Release biological data and you cannot pull it back. Copied instantly, stored by third parties, scraped into training sets before anyone notices. You can lock down a pathogen behind an airlock. You can revoke a lab's BSL-4 clearance. You cannot un-release a dataset. That asymmetry is what makes the researchers' argument so pointed. The expensive, specialized data that would give AI models their most dangerous biological capabilities hasn't been produced at scale yet. But the labs producing it are funded and staffed, with papers on the way.
The test tubes Casagrande carried into the White House were props. The next ones might not be.
Frequently Asked Questions
What are Biosecurity Data Levels?
A five-tier system (BDL-0 through BDL-4) controlling access to biological data used in AI training. BDL-0 imposes no controls on most data. BDL-4 requires government pre-publication review for data that could help AI design enhanced pandemic-potential pathogens.
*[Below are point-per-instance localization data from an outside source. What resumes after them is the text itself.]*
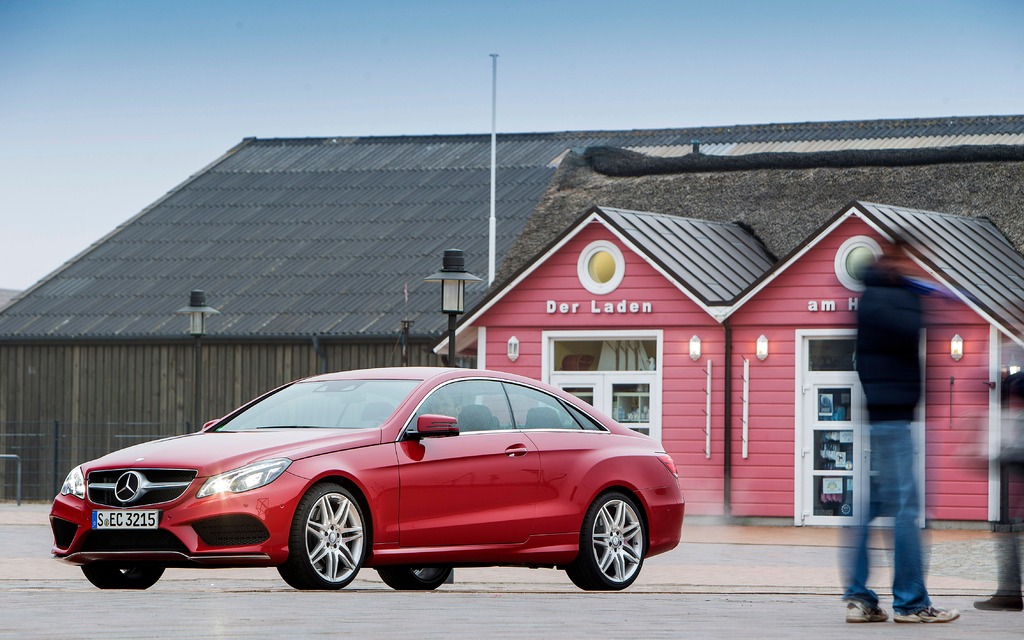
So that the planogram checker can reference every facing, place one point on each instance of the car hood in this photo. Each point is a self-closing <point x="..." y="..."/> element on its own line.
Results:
<point x="215" y="452"/>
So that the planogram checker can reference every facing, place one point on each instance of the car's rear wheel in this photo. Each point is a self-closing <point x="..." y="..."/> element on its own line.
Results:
<point x="415" y="578"/>
<point x="326" y="548"/>
<point x="110" y="576"/>
<point x="612" y="544"/>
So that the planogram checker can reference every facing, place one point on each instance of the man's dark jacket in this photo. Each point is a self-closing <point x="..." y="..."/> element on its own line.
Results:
<point x="889" y="323"/>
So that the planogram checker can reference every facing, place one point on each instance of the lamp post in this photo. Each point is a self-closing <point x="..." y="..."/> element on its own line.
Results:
<point x="197" y="311"/>
<point x="453" y="278"/>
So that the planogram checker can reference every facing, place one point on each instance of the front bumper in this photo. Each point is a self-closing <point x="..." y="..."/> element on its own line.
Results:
<point x="229" y="529"/>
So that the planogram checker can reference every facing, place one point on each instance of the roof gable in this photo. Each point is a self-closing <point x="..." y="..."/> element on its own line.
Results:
<point x="709" y="262"/>
<point x="969" y="256"/>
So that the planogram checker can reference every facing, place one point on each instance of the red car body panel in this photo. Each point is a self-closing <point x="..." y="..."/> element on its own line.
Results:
<point x="513" y="497"/>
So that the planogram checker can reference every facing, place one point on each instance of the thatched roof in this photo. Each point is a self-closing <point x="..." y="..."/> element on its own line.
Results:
<point x="782" y="198"/>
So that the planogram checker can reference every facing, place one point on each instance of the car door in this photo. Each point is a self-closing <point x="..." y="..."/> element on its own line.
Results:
<point x="478" y="487"/>
<point x="571" y="446"/>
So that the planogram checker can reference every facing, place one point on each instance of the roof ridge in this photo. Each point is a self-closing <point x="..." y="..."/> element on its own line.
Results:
<point x="891" y="123"/>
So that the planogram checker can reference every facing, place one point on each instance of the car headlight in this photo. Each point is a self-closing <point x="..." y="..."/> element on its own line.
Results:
<point x="74" y="484"/>
<point x="245" y="478"/>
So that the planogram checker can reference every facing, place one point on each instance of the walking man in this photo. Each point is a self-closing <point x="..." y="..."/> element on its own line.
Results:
<point x="889" y="324"/>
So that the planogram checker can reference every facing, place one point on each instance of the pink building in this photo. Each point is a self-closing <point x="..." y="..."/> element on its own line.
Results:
<point x="742" y="365"/>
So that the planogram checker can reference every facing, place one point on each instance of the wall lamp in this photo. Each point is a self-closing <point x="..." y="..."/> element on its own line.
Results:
<point x="694" y="348"/>
<point x="956" y="347"/>
<point x="762" y="347"/>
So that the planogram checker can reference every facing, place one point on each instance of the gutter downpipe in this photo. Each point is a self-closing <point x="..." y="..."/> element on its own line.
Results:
<point x="321" y="352"/>
<point x="727" y="420"/>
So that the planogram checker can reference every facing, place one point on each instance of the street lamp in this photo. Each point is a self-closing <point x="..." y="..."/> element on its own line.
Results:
<point x="453" y="278"/>
<point x="197" y="311"/>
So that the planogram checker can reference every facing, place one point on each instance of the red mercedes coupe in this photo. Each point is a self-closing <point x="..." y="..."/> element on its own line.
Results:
<point x="412" y="471"/>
Which AI models does this target?
Not consumer chatbots like ChatGPT or Claude. The concern targets specialized biological AI models trained on DNA sequences, like ESM3 and Evo 2, that learn the language of genetics similar to how large language models learn human language.
Does removing viral data from AI training actually work?
Yes. ESM3 performed far worse at virus-related tasks when trained without viral proteins. Evo 2 stumbled on viral gene predictions when researchers withheld eukaryotic virus sequences. Both models recovered capabilities when viral data was restored.
What is MaveDB and why does it matter?
MaveDB is a leading repository for multiplexed assays of variant effect studies. As of late 2024, it held only 45 virus-related datasets, roughly 2% of its collection. That small number shows the window for data controls remains open.
How does this relate to existing data governance?
The framework mirrors proven models like the NIH's All of Us project, which manages data for 630,000-plus participants across three access tiers, and England's OpenSAFELY, which locks population-wide health records behind strict ethical controls.